И Закхей был поражен услышав мои слова и увидев, что я обучен столь великому, и начал при всех причитать:
– Горе мне, я в недоумении! Я, несчастный, навлек позор на себя, приведя к себе этого ребенка. Посему возьми его, я прошу тебя, брат Иосиф. Я не могу вынести суровость его вида, я совсем не могу понять его речи. Этот ребенок не земным рождением рожден, он может приручить и огонь. Может быть, он рожден еще до сотворения мира. Я не знаю, какое чрево его носило, какая грудь питала. Горе мне, он поражает меня, я не могу постичь его мысли. Я обманулся, трижды несчастный, я хотел получить ученика, я получил учителя. Я думаю о своем позоре, о, друзья, что меня, старого человека, превзошел ребенок. Мне остается только отчаиваться и умереть из-за этого ребенка, ибо я не могу смотреть ему в лицо. И когда все будут говорить, как маленький ребенок превзошел меня, что я скажу? И что могу я сказать о линиях первой буквы, начале всего, о котором он говорит мне?! Я не знаю, о, друзья, ибо не ведаю ни начала, ни конца. Посему я прошу тебя, брат Иосиф, забери его себе домой. Он, может быть, кто-то великий, бог или ангел, или кто-то, кого не ведаю.

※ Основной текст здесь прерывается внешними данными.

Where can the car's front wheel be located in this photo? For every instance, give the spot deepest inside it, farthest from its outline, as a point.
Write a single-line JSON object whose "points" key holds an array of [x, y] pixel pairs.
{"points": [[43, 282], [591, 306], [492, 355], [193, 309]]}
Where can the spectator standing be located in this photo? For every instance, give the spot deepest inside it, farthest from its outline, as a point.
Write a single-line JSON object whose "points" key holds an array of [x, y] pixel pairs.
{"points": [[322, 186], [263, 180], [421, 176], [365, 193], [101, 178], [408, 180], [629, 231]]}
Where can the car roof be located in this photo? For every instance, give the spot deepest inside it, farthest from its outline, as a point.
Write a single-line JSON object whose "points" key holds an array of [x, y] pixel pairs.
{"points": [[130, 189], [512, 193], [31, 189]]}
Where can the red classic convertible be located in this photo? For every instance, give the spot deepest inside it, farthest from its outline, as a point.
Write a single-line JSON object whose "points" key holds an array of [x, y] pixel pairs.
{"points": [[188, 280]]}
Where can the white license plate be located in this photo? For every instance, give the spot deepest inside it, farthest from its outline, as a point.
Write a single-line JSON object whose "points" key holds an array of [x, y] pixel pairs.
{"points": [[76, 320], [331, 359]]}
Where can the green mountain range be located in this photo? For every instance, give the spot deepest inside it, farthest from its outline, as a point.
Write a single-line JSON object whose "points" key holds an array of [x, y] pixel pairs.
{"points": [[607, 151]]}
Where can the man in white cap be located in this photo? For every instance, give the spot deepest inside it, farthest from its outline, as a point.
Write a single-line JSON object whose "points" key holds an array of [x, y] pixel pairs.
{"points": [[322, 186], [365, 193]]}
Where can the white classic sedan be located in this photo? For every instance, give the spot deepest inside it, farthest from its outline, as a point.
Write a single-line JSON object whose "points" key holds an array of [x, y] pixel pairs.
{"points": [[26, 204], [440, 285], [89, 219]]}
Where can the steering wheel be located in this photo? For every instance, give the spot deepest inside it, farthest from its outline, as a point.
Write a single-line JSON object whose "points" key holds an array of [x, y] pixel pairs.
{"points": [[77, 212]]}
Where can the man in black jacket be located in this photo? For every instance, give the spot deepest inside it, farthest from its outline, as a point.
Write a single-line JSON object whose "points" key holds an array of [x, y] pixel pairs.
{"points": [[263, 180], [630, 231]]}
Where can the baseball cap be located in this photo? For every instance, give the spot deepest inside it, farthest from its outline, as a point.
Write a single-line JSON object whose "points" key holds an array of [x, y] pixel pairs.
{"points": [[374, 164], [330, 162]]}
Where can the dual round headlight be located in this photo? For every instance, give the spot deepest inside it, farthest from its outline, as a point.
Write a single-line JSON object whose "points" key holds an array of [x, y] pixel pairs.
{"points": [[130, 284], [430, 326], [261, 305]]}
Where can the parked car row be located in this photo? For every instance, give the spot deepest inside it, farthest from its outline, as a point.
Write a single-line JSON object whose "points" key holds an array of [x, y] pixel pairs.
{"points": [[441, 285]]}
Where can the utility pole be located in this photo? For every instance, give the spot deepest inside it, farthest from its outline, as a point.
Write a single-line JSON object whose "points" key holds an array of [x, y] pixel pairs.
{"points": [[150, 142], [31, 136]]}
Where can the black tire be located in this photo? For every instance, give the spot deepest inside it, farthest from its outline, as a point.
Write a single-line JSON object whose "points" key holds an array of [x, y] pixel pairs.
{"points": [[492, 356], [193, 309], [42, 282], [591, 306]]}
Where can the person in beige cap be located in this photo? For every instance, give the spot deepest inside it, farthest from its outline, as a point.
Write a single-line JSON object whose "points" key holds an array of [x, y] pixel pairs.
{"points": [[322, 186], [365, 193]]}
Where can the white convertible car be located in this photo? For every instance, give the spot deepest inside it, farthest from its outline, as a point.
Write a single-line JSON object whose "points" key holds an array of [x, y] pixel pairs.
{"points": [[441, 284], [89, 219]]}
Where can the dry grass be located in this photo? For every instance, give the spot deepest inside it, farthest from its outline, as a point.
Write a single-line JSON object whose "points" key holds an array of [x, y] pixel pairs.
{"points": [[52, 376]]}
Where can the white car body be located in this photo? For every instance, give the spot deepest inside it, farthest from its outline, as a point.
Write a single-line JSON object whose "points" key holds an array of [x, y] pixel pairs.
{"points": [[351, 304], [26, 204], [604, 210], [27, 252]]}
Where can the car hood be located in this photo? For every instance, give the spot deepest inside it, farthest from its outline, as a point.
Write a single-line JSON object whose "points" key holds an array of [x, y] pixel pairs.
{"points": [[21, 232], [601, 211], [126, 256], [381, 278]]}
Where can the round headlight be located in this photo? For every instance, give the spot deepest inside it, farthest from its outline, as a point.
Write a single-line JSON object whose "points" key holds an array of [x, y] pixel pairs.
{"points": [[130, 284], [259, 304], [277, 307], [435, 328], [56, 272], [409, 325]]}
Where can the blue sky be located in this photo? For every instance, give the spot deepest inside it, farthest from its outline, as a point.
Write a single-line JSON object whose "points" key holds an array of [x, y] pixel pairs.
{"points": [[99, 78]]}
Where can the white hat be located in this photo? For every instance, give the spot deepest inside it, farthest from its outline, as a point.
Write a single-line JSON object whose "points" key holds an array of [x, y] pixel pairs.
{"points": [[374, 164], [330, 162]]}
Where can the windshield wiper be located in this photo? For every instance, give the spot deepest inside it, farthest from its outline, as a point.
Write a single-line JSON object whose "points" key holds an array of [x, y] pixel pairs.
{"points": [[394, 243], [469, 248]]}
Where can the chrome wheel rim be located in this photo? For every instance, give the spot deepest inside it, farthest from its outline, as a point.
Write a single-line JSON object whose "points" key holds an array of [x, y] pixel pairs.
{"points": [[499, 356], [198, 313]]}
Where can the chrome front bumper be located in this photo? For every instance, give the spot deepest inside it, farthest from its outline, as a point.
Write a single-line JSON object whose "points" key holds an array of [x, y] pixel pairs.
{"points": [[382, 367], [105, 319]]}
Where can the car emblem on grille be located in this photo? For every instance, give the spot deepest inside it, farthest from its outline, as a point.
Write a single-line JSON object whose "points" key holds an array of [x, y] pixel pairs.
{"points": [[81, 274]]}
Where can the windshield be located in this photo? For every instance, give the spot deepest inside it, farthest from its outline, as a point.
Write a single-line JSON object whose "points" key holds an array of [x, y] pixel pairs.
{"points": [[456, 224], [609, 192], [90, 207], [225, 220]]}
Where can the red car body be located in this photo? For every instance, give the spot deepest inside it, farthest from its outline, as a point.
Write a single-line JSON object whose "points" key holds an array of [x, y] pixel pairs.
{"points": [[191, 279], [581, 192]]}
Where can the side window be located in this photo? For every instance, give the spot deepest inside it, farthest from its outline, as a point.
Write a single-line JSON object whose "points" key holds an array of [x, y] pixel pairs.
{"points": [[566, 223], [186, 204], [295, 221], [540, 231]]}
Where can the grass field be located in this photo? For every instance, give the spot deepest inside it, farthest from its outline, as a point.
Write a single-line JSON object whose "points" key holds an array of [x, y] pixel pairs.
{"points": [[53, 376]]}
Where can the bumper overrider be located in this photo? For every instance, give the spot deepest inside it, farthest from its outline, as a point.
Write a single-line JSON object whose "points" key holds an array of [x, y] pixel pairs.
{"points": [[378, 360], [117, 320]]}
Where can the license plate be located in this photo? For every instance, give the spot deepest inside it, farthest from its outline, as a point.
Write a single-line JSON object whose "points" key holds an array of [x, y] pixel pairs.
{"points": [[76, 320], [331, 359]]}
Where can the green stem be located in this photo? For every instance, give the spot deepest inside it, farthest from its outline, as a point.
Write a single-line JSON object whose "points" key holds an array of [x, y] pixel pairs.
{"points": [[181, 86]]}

Когда стоявшие рядом праведные иудеи утешали Закхея, я рассмеялся. Мне было смешно оттого, что старшие утешали несчастного учителя, слепца, который не ведает ни начала, ни конца, и учит сему остальных и их детей. Я тогда сказал:
– Не следует слушать никаких учителей, а, прежде всего, надобно слушать себя самого, видеть своими глазами, слышать своими ушами, говорить своими словами. Теперь пусть то, что ваше, приносит плоды, и пусть слепые все в сердце своем узрят.
После того случая никто из старших не смел мне слова сказать, что касалось Писания и Закона, ибо мало кто знал его толком, и все боялись быть высмеянным мною. Люди так же ходили в храм, приносили дары богу, но не искали то, что предначертано человеку от создания его.